Opinión

No se vaya a enfadar el chaval

H a pasado tanto tiempo desde que los de mi quinta teníamos, más o menos, la edad que tienen los chavales que ahora pueblan los parques y alamedas para hacer su particular botellón? ¿Botellón? ¿Qué carajo y mierda es eso? ¿Éramos, quizás, de aquéllas, menos animados, menos divertidos, menos callejeros? ¿Nos gustaba poco andar de juerga para ver si en una de esas noches gloriosas teníamos éxito y el pibón del lugar nos hacía caso? Y si la respuesta es “No” a todo lo anterior porque ¡qué va, no ha pasado tanto tiempo!, y porque entonces ya salíamos y llegábamos a las tantas, porque no nos quedábamos en casa tecleando la tablet (¿la qué?) ni jugábamos a la «playstation» on line (nos parecería esto ciencia ficción); porque éramos unos contables cojonudos y la escasa paga la estirábamos y llegaba para comprar algunos pitillos sueltos, beber unos cuantos botellines (quintos le llamábamos) hasta coger el puntillo, y ya como postre tomar, quizás, una copa (la última, decíamos, la que algunas veces nos sentaba mal) antes de pensar, en un momento de lucidez, «colega, vale por hoy, mañana será otro día»; si todo ya está inventado y lo único que ha cambiado es que ahora estos imberbes mezclan alcohol de alta graduación con bebidas energéticas que en nuestra época no existían, consiguen la borrachera fácil al tercer chupito de ese veneno, ingerido mientras ensucian y destrozan los jardincillos de un parque, para luego ir de rentas y baboseando el resto de la noche hasta acabar tirado en la acera al lado de la disco de moda con su propia vomitona sus pies… ¿qué sucede actualmente para que ese fenómeno del botellón siga en auge y nadie pueda ponerle coto?


Podríamos elucubrar y andar con mil rodeos para explicar este fenómeno; hasta es posible que concurran varias causas que conformen la necesidad de que adolescentes, algunos menores de edad, se junten en manada en un parque a la intemperie, al que llegan cargados con bolsas de plástico como mendigos en busca de refugio barato, se pongan hasta las cejas a base de ingerir metralla en la gorja en plazo máximo de una hora, destrocen como salvajes papeleras, flores y parterres, meen como perros callejeros por las esquinas y paredes pétreas de edificios monumentales, hasta que la criatura ya no puede más y cae en semiinconsciencia, y deba ser ayudado por otros para que llegue tambaleando a casa, o si la cosa se pone seria tengan que llamar al 061 (servicio pagado por todos) para que se lo lleven al hospital, en donde le harán una lavativa estomacal.

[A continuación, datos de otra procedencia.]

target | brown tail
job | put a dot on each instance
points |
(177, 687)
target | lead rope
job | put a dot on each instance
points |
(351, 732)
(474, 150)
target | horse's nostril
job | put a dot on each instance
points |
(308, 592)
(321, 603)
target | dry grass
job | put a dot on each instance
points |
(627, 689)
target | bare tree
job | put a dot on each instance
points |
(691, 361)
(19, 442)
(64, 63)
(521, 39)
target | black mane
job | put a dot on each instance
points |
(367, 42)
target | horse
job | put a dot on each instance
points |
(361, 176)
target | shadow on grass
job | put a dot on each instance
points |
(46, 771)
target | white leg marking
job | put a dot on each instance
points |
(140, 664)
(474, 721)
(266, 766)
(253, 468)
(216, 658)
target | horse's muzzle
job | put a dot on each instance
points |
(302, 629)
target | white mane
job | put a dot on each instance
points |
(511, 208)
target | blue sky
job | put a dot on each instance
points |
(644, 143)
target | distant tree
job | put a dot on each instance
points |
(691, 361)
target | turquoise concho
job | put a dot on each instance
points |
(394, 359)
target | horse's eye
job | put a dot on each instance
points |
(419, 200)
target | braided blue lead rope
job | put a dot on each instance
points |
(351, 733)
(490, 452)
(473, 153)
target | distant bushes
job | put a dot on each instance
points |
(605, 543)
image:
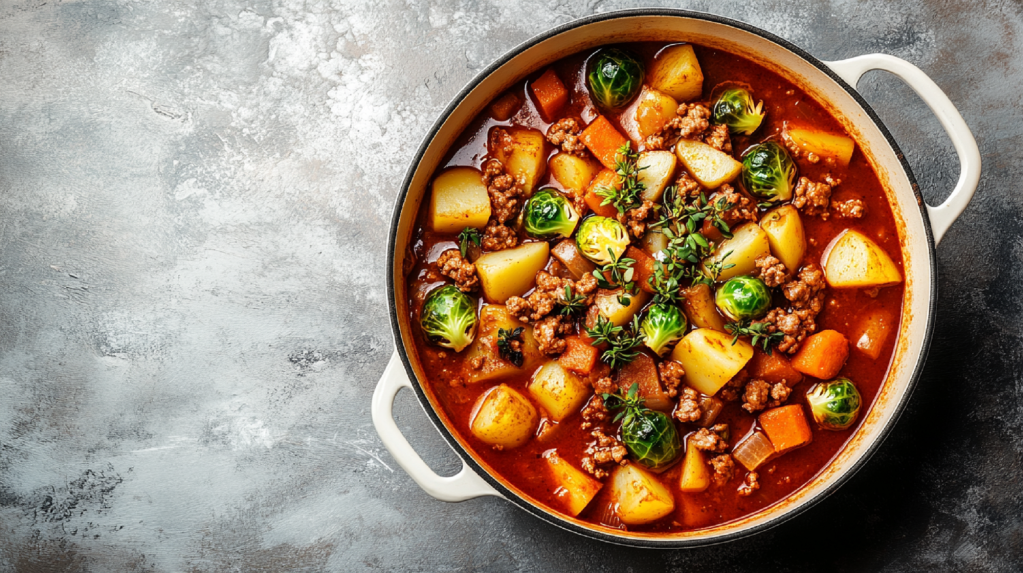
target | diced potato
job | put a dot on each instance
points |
(753, 451)
(786, 235)
(527, 157)
(639, 495)
(609, 307)
(708, 166)
(573, 172)
(502, 416)
(696, 474)
(710, 359)
(698, 302)
(458, 200)
(747, 243)
(838, 147)
(559, 392)
(512, 271)
(642, 371)
(492, 319)
(871, 333)
(648, 114)
(658, 168)
(852, 260)
(575, 488)
(676, 72)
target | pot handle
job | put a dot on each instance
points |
(463, 485)
(945, 214)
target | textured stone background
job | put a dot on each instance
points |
(193, 204)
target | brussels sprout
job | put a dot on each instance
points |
(602, 239)
(735, 108)
(662, 326)
(615, 78)
(448, 317)
(744, 298)
(650, 436)
(547, 214)
(768, 172)
(834, 404)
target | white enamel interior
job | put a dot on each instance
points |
(916, 249)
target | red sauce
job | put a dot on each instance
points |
(524, 467)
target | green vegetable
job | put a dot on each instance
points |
(649, 435)
(547, 214)
(662, 326)
(602, 239)
(744, 298)
(834, 404)
(448, 317)
(768, 172)
(615, 78)
(735, 108)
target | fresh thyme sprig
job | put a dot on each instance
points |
(626, 194)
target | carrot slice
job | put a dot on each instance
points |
(823, 354)
(603, 140)
(550, 94)
(787, 427)
(579, 356)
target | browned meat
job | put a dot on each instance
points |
(771, 270)
(602, 452)
(451, 265)
(565, 134)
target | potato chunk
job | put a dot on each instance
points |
(575, 488)
(710, 359)
(676, 72)
(639, 497)
(526, 158)
(503, 417)
(838, 147)
(492, 319)
(852, 260)
(708, 166)
(458, 200)
(658, 168)
(786, 235)
(747, 243)
(573, 172)
(512, 271)
(559, 392)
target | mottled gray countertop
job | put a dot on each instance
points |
(193, 207)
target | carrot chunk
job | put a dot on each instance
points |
(603, 140)
(787, 427)
(579, 356)
(550, 94)
(823, 354)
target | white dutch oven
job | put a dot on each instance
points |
(921, 226)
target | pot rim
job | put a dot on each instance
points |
(548, 516)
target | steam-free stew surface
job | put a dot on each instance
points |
(525, 468)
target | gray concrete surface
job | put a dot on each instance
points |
(193, 202)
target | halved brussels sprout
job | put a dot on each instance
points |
(662, 326)
(547, 214)
(834, 404)
(768, 172)
(744, 298)
(602, 238)
(448, 317)
(735, 108)
(615, 77)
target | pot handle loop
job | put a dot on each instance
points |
(945, 214)
(463, 485)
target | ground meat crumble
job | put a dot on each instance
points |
(451, 265)
(565, 134)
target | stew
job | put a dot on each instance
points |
(655, 287)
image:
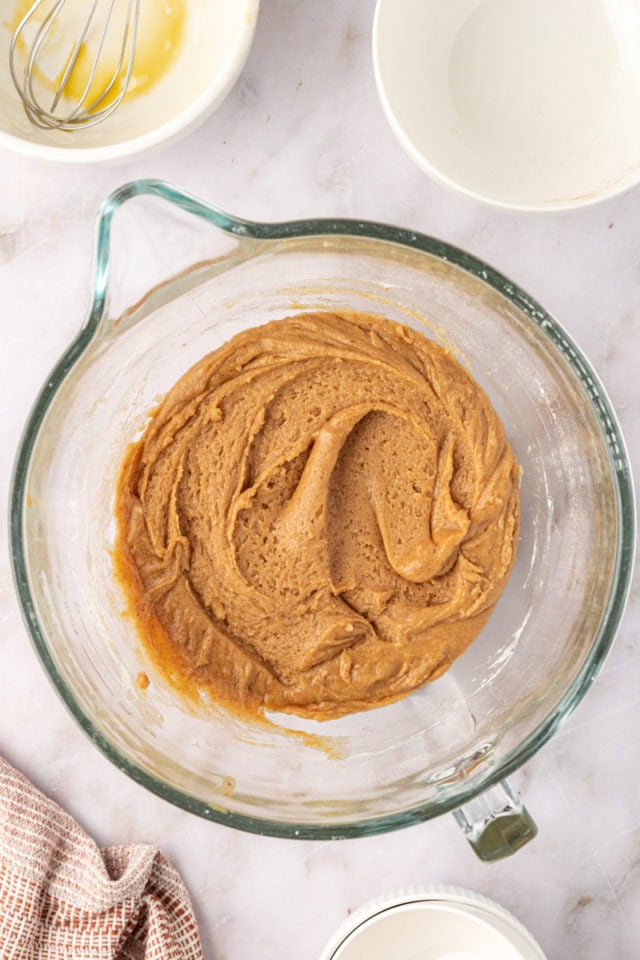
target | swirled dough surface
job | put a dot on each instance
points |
(320, 516)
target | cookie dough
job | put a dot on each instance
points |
(319, 518)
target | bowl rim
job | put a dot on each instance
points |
(613, 188)
(595, 396)
(198, 110)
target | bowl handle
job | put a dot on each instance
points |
(167, 235)
(496, 823)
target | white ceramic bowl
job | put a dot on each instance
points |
(432, 923)
(527, 104)
(218, 38)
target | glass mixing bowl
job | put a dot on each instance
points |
(449, 745)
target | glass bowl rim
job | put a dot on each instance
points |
(594, 394)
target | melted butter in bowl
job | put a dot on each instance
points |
(160, 36)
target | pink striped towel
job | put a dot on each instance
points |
(62, 898)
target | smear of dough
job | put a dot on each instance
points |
(320, 516)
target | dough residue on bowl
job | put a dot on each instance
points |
(319, 518)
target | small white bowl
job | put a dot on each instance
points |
(432, 923)
(526, 104)
(219, 34)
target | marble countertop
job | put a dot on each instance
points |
(302, 134)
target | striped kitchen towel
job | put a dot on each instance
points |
(62, 898)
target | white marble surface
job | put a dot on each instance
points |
(302, 134)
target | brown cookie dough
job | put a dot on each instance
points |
(320, 516)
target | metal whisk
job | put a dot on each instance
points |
(63, 112)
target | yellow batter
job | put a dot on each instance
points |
(319, 518)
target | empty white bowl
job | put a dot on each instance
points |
(527, 104)
(217, 41)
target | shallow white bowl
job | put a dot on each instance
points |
(432, 923)
(526, 104)
(218, 38)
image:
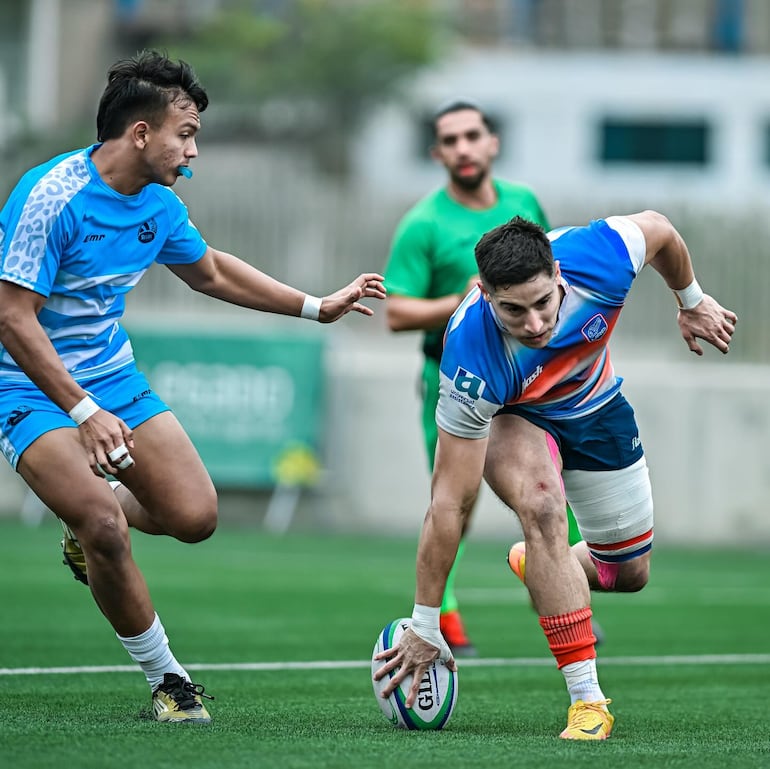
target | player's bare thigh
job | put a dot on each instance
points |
(169, 480)
(55, 466)
(521, 471)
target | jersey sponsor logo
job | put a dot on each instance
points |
(532, 377)
(141, 395)
(595, 329)
(467, 387)
(147, 231)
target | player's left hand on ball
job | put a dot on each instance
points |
(411, 655)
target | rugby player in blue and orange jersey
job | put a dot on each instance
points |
(77, 234)
(530, 401)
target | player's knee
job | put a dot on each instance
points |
(627, 577)
(543, 517)
(634, 579)
(105, 536)
(196, 525)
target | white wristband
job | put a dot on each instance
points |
(425, 624)
(689, 297)
(311, 307)
(83, 410)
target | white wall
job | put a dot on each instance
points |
(551, 105)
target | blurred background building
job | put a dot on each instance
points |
(316, 142)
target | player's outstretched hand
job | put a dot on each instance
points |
(708, 321)
(411, 655)
(341, 302)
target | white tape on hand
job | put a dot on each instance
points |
(120, 457)
(127, 461)
(425, 624)
(118, 453)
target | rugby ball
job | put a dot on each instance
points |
(438, 688)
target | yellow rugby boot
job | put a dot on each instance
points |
(177, 700)
(73, 554)
(588, 721)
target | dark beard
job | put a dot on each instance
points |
(469, 183)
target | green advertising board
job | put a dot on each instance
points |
(252, 404)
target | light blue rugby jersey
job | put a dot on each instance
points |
(483, 367)
(67, 235)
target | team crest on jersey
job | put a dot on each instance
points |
(147, 231)
(595, 329)
(467, 387)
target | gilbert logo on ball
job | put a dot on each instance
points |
(437, 694)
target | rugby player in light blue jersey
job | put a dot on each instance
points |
(76, 234)
(529, 399)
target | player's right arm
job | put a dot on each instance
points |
(27, 343)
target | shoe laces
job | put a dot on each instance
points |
(582, 715)
(182, 691)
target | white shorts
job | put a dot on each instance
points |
(613, 510)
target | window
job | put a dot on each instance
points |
(677, 142)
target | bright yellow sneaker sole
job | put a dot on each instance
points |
(516, 560)
(588, 721)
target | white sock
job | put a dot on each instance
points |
(151, 651)
(582, 681)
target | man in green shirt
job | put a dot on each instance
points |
(432, 266)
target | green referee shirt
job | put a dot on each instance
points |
(432, 253)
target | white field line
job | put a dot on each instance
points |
(686, 659)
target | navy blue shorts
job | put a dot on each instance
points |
(26, 413)
(606, 439)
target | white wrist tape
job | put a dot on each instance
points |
(425, 624)
(689, 297)
(311, 307)
(83, 410)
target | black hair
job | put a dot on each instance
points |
(457, 105)
(142, 88)
(513, 253)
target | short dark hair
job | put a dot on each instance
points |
(513, 253)
(457, 105)
(142, 88)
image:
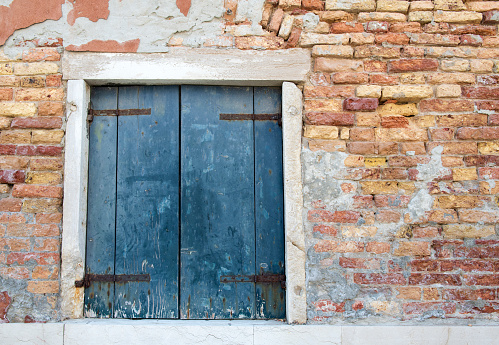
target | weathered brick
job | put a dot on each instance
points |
(411, 65)
(441, 105)
(339, 247)
(360, 104)
(330, 119)
(407, 93)
(379, 278)
(336, 65)
(350, 78)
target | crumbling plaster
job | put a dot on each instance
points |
(152, 22)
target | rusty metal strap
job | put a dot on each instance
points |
(264, 278)
(88, 278)
(119, 112)
(251, 117)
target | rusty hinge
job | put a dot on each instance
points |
(251, 117)
(116, 112)
(260, 278)
(85, 282)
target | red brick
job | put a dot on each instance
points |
(328, 91)
(362, 148)
(50, 109)
(494, 120)
(423, 307)
(35, 191)
(379, 278)
(345, 217)
(424, 265)
(440, 105)
(467, 265)
(345, 27)
(360, 104)
(394, 122)
(359, 263)
(413, 27)
(490, 17)
(378, 247)
(350, 78)
(381, 79)
(387, 216)
(470, 40)
(12, 176)
(481, 160)
(310, 5)
(329, 306)
(410, 52)
(480, 92)
(481, 279)
(487, 105)
(294, 37)
(363, 201)
(320, 216)
(339, 247)
(489, 173)
(362, 134)
(442, 134)
(331, 119)
(437, 28)
(481, 30)
(37, 122)
(398, 201)
(468, 294)
(407, 161)
(394, 174)
(39, 258)
(377, 27)
(392, 38)
(412, 65)
(375, 66)
(29, 150)
(6, 94)
(48, 218)
(325, 229)
(434, 278)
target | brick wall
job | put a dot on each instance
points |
(400, 153)
(31, 166)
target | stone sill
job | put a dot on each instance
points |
(89, 331)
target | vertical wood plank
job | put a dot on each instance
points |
(147, 202)
(269, 208)
(101, 203)
(217, 220)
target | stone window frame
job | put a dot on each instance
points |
(182, 66)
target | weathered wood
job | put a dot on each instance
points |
(269, 200)
(102, 204)
(217, 220)
(147, 203)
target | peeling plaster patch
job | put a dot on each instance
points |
(4, 306)
(23, 13)
(184, 6)
(109, 46)
(93, 10)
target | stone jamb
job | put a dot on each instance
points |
(182, 66)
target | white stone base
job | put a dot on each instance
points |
(85, 332)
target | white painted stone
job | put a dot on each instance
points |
(31, 334)
(75, 198)
(190, 66)
(273, 68)
(296, 303)
(297, 335)
(158, 332)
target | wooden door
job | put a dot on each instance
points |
(185, 196)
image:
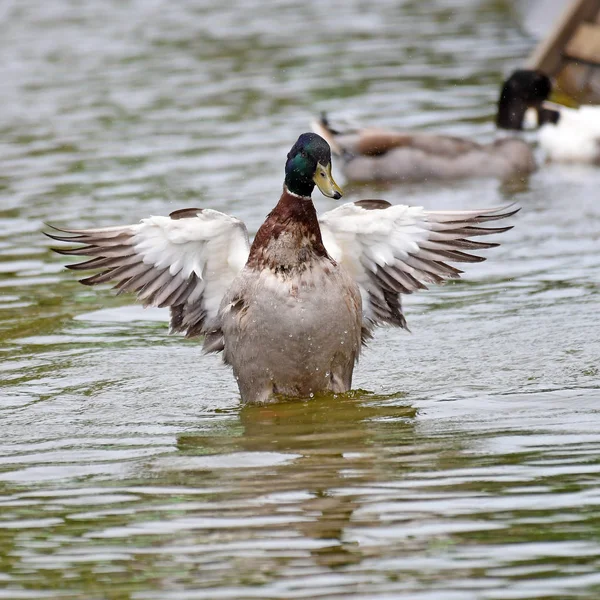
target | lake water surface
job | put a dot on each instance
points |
(465, 466)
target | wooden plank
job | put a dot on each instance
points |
(548, 55)
(585, 44)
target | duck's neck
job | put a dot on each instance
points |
(290, 237)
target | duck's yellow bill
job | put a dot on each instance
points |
(325, 182)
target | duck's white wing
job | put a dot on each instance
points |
(396, 249)
(185, 261)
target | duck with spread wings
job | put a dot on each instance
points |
(290, 312)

Pobrecillo. Pobrecillos todos. Pero, ¡qué carajo!, pensándolo bien algo tendrá que ver que muchos adolescentes hoy se creen los reyes del mambo con derechos ilimitados; que si antes un adulto nos llamaba la atención acatábamos la bronca, por eso del respeto a las canas y a la edad, pero hoy se encaran, tutean al viejo y le ofrecen unas leches; será que antes los padres nos miraban, y bastaba esa mirada para agachar la cabeza y decir amén, mientras hoy algunos atemorizan a sus madres y se salen con la suya porque educar con disciplina es algo, ¡buf!, que cuesta mucho y ya no se estila; será porque antes el profesor era respetable y respetado, y nos cuadrábamos ante él, pero hoy le han quitado tanta autoridad (en un sistema que hace aguas por los cuatro costados) que el alumno es dios en el aula y el maestro, desmotivado, a veces tira la toalla, impotente ante tanta libertad mal concebida.


Será porque, en fin, ese típico padre prefiere darle al chaval una buena paga para que se desfogue en el botellón a golpe de chupito de color rosáceo, y si a las cuatro de la mañana lo llaman desde el hospital para decirle que su hijo está ingresado con coma etílico, piensa que, a lo mejor, tiene que tener una charla de colega a colega con su hijo para decirle… bueno, ¡pobre!, que se recupere y luego ya veremos si le digo algo. No se vaya a enfadar la criatura.